Prescribed Performance-Based Switching Tracking Algorithm for DC–DC Buck Power Converter With Nonaffine Input and Stochastic Disturbance
针对DC-DC降压变换器在负载变化时的输出电压跟踪问题,提出一种有限时间模糊预设性能切换跟踪算法,利用坐标变换和模糊逻辑系统处理非仿射输入和随机扰动,确保跟踪误差收敛到预设小邻域。
This article explores the tracking issue for dc-dc buck power converter with stochastic disturbance, specifically focusing on how output voltage tracks to a desired voltage in a finite-time when the load changes. Meanwhile, considering unmodeled dynamics and nonaffine inputs, we propose an innovative finite-time fuzzy prescribed performance switching tracking algorithm to achieve tracking goal. For realizing the requirements of performance, the algorithm converts the tracking error to a new state by means of a coordinate transformation via the tangent function. In addition, the universal approximation capacity of the fuzzy-logic system is utilized to estimate the unknown nonlinear term effectively.

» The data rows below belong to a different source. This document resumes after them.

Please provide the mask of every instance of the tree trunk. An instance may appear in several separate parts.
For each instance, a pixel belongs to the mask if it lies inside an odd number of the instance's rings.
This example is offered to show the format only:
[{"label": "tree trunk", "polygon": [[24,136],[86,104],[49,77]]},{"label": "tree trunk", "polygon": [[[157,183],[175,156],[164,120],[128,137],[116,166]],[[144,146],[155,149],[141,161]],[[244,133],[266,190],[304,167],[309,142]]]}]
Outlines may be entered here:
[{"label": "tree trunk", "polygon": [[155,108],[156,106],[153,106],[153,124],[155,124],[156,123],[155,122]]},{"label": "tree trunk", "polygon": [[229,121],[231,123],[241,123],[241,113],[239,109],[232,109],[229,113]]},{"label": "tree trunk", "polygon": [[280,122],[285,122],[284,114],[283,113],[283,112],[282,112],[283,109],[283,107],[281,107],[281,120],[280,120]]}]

On this basis, the designed adaptive dynamic event-triggered controller can not only ensure that all the signals for the closed-loop system remain bounded in probability but also guarantee that the tracking error will converge to a predetermined small neighborhood. Meanwhile, different piecewise functions are added into the controller to characterize prescribed performance and avoid singularity problems, respectively. Finally, the effectiveness of the tracking control algorithm is fully demonstrated by the simulations of the dc-dc buck power converter.